S3 hosted React app gets 405 Method Not Allowed

I have a react app hosted in S3. It is behind a Cloudfront CDN, which is reachable via a custom domain:
console.example.com -> CDN -> S3 hosted app
I also have a serverless application acting as my backend to handle API calls from the React app. This is also behind a Cloudfront CDN, which is reachable via a custom domain:
api.example.com -> CDN -> API Gateway
The front end is correctly configured to point to api.example.com. For the API Gateway, CORS is enabled.
When I navigate to the home page and attempt to login, console.example.com/login, I get the 405 Method Not Allowed error.
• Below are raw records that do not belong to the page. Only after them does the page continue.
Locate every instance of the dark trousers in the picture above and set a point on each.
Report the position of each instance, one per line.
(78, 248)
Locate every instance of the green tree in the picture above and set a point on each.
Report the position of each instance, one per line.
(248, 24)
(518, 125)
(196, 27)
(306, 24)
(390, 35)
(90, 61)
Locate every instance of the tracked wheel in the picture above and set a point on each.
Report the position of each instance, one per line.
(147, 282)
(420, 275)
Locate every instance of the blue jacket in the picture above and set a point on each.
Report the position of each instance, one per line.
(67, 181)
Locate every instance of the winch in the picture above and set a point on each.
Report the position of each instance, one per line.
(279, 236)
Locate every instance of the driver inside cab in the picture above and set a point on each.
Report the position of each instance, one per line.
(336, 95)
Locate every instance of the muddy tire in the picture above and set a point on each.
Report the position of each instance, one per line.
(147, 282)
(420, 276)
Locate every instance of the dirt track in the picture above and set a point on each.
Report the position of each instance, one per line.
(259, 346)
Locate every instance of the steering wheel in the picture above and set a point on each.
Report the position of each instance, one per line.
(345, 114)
Login, obviously using POST
I verified that the following curl is successful, when hitting the backend via API Gateway endpoint, Cloudfront Domain and the custom domain, effectively ruling out any API Gateway issue.
curl:
curl --header "Content-Type: application/json" \
--request POST \
--data '{"email":"name#test123.com","password":"xyz"}' \
https://api.example.com/login
In my research, I have found that S3 does not support POST. I have also found similar questions such as this and this, which were not helpful in my case unfortunately.
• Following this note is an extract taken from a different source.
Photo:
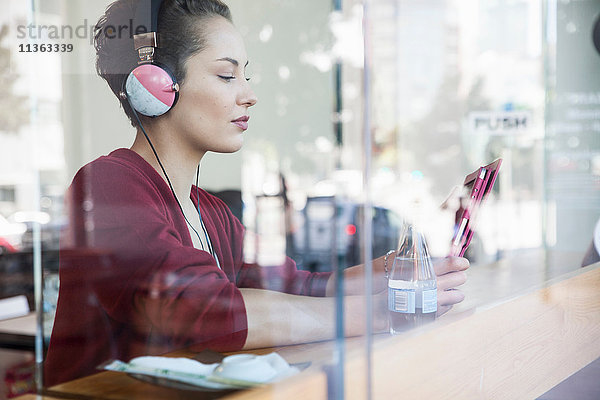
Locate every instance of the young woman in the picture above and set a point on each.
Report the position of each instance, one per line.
(163, 266)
It is also worth noting that running my frontend and backend locally, works just fine, leaving me to think the S3 issue is my blocker here. But I'm not sure why. My POST endpoints are not trying to POST an object to the S3 bucket, they should be using the bundle.js file to hit the api endpoint.
So what am I missing? While I am not a frontend specialist, I assume others host react apps on S3 and can hit their api's just fine no?
I have intentionally not included the code as there would be a lot to digest there but am happy to include any that would be helpful, such as serverless.yml files or cloudformation templates etc. Any help would be awesome.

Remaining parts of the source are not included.